This theory may be gender biased, as some critics claim that females are being judged using a male standard. This is largely because Kohlberg's original research, which he used as a basis for this model, was done only on males. However, gender development happens differently in males than it does in females, for example – the greater willingness of girls to participate in masculine activities than boys to participate in feminine activities.  Slaby and Frey’s research evidence supports the suggestion that Kohlberg’s theory is gender biased – the gender constant girls observed the opposite sex model more than the same sex model, while the gender constant boys did not, suggesting that it is beta bias to assume equivalency of development between sexes.
 
While Kohlberg’s theory of gender development suggests that gender development is primarily a cognitive process, albeit with social learning from same-sex models, other theories challenge this, suggesting other primary factors that influence gender development. For example, the biological approach suggests that hormones and genes are the two most important factors in gender development – two factors of which Kohlberg’s theory makes no mention, suggesting that gender behaviour and identity are determined by thought processes. Additionally, the social approach to gender explains it as a result of social reinforcement processes – seeing the child as a passive product of the society around it rather than the active figure that Kohlberg suggests – these theories are not completely mutually compatible, and vary hugely in their approach to how we develop gender.
 

Ethics in Psychological Research

You will often be asked to identify ethical issues in a given study and asked how they can be addressed - remember to refer to the source to look at possible issues in the methodology such as deception and failure to protect participants from harm.
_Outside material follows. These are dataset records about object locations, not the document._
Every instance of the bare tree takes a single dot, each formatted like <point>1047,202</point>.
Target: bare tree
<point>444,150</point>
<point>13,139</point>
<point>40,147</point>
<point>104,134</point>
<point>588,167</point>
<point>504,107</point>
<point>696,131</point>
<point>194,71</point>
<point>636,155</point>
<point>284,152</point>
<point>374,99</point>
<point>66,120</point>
Black: AO1 - Description of an ethical issue.
Red: AO2/3 - Way of dealing with an ethical issue.


Informed consent – participants should agree to be in an experiment after being made aware of the aim of the experiment and their role in it. Before giving their consent, they must be made aware how data are collected, what exactly they’re doing in the experiment, and, in an independent groups design, they must be made aware what those in the other condition are doing. The research must fully explain the experiment's duration and methodology, as well as the expected benefits to society of the research and any potential risks and discomforts to the participant.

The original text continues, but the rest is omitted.